Parser vs. lexer and XML

I'm reading about compilers and parsers architecture now and I wonder about one thing... When you have XML, XHTML, HTML or any SGML-based language, what would be the role of a lexer here and what would be the tokens?

I've read that tokens are like words prepared for parsing by the lexer. Although I don't have problem with finding tokens for languages line C, C++, Pascal etc., where there are keywords, names, literals and other word-like strings separated by whitespace, with XML i have a problem, because there aren't any words! It's only plain text interleaved with the markup (tags).

I thought to myself that it could be that these tags and plain text fragments are the tokens, something like that: [TXT][TAG][TAG][TXT][TAG][TXT][TAG][TAG][TXT].... It would be quite reasonable, since SGML doesn't care what's inside the markup delimiters < and > (well, it recognizes special processing instructions and definitions when it founds ? or ! as the next character; comments belong to that group too), and the SGML tokenizer could be a base for the XML/HTML/XHTML parser.

But then I realized that there can be < characters stuffed inside the markup as a part of other syntax: attribute values :-/ Even if it's not quite good idea to put < characters inside attribute values (it's better to use &lt; for that), many browsers and editors deal with that and treat these < as a part of the attribute value, not a tag delimiter.

It complicates things a bit, because I don't see a way to recognize markup like that by a simple Deterministic Finite Automaton (DFA) in the lexer.

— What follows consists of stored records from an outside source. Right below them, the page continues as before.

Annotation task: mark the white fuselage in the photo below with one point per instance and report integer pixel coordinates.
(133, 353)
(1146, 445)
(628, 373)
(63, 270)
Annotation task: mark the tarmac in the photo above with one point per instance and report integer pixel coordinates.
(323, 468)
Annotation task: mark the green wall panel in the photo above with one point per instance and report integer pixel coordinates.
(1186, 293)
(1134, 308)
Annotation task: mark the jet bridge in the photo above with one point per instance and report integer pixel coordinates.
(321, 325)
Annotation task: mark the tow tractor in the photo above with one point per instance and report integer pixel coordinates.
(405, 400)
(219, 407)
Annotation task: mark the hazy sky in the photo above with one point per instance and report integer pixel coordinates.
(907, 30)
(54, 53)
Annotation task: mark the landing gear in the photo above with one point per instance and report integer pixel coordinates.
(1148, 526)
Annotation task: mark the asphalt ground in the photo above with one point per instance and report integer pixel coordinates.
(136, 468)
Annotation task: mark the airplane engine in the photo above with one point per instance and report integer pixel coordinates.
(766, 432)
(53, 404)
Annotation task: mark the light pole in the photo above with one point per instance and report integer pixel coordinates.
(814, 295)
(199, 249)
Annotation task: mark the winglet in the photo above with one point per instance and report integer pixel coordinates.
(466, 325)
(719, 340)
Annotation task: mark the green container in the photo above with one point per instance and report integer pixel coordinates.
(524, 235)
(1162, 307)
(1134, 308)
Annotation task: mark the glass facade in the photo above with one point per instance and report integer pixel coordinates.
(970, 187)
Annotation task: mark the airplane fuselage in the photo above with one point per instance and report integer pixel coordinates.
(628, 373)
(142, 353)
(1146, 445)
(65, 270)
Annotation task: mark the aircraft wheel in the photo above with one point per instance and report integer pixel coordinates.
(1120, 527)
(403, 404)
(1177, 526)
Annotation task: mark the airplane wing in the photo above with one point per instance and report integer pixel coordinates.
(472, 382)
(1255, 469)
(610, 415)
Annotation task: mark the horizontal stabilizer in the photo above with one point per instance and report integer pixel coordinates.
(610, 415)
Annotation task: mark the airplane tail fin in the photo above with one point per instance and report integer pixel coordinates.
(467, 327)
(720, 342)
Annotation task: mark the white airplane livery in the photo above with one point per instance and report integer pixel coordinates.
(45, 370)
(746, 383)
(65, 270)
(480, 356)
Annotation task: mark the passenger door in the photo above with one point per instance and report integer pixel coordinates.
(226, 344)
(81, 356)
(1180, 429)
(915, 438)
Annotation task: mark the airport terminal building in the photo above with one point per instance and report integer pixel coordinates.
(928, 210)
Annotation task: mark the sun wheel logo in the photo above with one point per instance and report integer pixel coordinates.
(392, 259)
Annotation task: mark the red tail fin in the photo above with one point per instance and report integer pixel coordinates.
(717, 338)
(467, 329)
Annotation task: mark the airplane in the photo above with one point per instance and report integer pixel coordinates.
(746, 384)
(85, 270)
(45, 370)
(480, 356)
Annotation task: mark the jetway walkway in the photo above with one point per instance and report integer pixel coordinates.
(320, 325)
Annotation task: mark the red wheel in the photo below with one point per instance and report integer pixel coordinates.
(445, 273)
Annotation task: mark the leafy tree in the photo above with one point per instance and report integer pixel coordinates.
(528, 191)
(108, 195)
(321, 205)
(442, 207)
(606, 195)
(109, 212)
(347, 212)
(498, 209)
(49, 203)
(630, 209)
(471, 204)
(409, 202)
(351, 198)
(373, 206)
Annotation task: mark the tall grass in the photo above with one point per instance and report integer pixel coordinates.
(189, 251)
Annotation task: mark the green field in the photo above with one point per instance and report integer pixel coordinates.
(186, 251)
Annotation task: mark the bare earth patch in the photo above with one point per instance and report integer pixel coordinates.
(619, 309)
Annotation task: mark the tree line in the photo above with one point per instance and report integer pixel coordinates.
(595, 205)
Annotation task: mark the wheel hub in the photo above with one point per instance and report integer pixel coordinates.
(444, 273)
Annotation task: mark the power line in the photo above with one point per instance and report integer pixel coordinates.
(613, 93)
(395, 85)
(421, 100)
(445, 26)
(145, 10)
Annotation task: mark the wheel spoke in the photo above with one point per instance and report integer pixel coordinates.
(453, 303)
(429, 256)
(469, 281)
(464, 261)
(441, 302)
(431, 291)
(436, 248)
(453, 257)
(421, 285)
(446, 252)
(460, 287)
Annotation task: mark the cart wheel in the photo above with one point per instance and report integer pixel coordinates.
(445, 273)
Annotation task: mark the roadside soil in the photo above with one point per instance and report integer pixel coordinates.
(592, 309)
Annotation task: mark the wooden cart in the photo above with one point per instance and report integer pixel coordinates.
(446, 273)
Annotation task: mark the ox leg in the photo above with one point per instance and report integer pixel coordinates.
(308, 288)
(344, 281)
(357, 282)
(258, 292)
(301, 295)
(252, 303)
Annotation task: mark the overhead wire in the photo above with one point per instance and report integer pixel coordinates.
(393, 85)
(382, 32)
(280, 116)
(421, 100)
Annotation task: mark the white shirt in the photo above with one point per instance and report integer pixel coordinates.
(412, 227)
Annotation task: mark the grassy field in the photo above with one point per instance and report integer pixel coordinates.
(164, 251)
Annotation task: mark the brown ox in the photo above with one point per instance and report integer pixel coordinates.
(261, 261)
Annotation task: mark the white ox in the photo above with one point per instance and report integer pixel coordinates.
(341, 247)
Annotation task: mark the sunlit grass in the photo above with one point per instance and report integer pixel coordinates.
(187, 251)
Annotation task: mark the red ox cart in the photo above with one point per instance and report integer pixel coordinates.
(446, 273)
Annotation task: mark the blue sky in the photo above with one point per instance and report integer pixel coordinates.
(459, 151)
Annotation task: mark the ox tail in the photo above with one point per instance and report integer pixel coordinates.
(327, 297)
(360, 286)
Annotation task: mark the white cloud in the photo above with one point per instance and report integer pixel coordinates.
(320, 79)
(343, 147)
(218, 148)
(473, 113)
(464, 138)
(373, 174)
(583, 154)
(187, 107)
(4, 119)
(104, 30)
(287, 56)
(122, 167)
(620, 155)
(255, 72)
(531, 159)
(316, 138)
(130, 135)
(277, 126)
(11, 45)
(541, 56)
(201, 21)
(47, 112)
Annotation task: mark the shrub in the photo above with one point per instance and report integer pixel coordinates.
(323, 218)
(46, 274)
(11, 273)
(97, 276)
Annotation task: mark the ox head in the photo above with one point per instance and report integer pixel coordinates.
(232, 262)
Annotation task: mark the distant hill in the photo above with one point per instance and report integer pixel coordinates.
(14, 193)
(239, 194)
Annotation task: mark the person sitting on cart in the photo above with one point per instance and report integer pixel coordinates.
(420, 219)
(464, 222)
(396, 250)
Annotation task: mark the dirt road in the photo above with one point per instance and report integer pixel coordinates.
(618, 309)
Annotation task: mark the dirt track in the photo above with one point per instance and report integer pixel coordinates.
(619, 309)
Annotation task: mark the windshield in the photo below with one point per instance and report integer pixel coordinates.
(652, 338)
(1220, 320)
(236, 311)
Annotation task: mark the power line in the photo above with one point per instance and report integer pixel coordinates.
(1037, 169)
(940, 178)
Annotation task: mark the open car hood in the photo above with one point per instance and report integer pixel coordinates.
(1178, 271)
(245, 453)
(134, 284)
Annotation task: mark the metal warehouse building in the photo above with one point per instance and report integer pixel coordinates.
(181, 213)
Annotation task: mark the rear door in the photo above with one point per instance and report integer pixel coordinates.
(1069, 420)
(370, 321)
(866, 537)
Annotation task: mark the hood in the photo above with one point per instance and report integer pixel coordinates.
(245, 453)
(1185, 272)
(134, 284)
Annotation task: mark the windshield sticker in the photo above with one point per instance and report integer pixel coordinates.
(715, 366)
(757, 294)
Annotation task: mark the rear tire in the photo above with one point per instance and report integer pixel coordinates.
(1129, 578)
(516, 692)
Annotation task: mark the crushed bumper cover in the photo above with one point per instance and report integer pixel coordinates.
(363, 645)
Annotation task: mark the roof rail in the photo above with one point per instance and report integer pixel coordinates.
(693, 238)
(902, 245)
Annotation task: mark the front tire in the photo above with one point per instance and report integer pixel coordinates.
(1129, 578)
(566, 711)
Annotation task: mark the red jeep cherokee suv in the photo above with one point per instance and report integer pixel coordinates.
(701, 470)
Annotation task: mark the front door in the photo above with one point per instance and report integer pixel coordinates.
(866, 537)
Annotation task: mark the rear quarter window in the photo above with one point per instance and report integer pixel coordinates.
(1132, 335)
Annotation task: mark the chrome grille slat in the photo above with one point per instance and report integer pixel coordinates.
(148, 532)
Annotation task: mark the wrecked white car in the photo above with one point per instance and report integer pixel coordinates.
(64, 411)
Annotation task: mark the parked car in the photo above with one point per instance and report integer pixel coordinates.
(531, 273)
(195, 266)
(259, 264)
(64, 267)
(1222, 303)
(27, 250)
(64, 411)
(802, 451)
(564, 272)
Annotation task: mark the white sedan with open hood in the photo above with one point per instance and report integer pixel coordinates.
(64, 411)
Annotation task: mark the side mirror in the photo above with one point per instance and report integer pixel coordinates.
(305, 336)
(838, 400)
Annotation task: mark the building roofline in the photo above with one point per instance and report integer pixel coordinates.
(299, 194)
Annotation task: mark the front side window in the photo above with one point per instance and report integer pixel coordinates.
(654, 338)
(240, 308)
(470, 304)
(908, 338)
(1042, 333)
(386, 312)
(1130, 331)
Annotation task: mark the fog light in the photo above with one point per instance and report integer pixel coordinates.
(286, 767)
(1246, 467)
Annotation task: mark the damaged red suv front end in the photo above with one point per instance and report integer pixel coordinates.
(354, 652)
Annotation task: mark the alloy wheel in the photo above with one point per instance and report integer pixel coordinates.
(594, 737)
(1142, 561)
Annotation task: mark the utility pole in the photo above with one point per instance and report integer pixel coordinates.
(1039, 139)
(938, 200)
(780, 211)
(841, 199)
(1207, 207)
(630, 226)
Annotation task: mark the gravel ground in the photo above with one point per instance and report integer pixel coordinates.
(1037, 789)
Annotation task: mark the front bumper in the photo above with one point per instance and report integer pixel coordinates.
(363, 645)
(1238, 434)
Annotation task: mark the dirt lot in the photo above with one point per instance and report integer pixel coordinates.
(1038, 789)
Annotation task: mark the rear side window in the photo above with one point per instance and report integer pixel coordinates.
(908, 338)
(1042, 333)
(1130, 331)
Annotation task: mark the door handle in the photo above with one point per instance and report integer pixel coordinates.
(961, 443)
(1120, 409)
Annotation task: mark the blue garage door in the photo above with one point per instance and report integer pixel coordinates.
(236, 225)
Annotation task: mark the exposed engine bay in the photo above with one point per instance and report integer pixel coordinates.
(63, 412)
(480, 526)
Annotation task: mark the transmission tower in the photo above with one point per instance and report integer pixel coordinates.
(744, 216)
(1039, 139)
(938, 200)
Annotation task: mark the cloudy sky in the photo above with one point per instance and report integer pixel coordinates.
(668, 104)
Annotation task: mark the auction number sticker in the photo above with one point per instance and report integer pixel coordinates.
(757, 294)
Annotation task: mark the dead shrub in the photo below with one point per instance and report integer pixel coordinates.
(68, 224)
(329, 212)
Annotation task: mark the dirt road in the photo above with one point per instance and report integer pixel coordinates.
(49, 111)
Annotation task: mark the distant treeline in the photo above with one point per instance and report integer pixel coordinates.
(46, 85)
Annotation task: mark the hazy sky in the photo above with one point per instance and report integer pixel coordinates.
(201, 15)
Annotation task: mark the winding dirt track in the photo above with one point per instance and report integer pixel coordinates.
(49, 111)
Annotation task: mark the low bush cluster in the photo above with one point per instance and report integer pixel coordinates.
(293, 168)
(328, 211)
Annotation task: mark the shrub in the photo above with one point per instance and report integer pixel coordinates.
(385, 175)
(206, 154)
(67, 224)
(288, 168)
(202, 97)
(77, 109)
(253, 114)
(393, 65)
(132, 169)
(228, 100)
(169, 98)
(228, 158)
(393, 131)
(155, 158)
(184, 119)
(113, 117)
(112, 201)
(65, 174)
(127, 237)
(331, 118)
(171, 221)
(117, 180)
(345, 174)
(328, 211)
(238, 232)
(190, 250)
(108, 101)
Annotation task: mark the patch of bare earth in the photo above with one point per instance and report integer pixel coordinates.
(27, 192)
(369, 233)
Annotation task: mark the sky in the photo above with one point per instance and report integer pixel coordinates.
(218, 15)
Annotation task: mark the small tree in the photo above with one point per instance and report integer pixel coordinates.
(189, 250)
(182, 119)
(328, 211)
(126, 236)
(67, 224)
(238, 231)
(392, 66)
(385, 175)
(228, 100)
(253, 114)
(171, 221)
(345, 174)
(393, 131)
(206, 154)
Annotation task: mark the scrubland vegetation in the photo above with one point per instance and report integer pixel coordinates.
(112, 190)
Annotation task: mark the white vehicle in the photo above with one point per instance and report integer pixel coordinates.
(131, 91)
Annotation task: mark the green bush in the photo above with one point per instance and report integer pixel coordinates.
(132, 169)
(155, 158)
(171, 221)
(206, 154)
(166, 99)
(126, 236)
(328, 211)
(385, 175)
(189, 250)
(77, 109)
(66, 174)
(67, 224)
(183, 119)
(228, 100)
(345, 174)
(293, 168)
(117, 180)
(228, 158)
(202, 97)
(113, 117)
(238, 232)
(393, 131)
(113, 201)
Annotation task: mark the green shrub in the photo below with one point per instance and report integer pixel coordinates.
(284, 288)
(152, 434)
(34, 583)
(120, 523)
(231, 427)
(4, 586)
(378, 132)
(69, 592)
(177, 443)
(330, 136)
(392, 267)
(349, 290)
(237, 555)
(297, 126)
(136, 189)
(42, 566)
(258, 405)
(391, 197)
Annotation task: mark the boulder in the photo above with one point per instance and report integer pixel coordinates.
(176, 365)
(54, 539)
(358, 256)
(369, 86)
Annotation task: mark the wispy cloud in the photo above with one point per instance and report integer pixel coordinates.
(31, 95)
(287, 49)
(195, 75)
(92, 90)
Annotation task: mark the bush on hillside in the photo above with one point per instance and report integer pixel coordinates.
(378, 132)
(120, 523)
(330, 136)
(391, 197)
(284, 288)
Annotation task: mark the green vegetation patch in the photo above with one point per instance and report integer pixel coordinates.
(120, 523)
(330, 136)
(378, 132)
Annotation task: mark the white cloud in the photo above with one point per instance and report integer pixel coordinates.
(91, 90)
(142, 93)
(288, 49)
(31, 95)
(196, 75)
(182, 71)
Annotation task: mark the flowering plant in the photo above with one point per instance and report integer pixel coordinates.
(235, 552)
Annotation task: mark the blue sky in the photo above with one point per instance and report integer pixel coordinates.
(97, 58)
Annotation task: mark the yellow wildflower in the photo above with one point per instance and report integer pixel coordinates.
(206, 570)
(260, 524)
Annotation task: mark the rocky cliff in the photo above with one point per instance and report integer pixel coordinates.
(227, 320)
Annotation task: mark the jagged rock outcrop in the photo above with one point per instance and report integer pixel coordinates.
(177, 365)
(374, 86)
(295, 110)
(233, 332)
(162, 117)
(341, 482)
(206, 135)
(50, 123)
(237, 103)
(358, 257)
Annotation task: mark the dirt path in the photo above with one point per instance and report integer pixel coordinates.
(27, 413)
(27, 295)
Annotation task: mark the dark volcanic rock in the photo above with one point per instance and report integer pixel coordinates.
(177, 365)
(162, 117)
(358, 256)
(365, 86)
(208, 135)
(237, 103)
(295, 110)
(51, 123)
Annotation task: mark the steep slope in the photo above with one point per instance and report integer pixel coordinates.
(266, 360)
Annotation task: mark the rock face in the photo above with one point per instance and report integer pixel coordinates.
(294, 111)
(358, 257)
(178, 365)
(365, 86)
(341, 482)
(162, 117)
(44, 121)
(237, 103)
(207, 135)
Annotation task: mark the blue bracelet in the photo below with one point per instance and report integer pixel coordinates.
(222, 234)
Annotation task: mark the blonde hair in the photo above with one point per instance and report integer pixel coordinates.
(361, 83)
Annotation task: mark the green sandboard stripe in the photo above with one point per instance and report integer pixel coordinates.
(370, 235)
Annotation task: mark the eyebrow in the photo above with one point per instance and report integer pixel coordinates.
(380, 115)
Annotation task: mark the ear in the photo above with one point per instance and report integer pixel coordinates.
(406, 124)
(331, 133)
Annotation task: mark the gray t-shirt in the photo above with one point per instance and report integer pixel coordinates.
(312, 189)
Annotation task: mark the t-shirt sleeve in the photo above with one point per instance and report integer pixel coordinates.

It looks like it requires a separate context for the automaton when it's inside the tag, and another context when it encounters an attribute value. This would need a stack of states/contexts I think, so DFA might not handle that. Am I right?

What's your view? Is it good to make tokens from tags (markup) and plain text?

Here: http://www.antlr.org/wiki/display/ANTLR3/Parsing+XML
is used some kind different technique: they treat < and > (and also </ and />) as separate tokens, and inside the tags they use GENERIC_ID as a token etc.They generally move most of the work to the parser. But they also have to change contexts for the tokenizer: they use different context in the plain text, and different in markup (but they forgot about attribute values context I think, because first occurence of > will end the tag in their lexer).

So what's the best approach for parsing SGML-like languages? Is the lexer really used there? If yes, what strings constitute the tokens?


  • Having built XML and HTML parsers, I have opinions.

    Lexemes in general should be recognizable language elements.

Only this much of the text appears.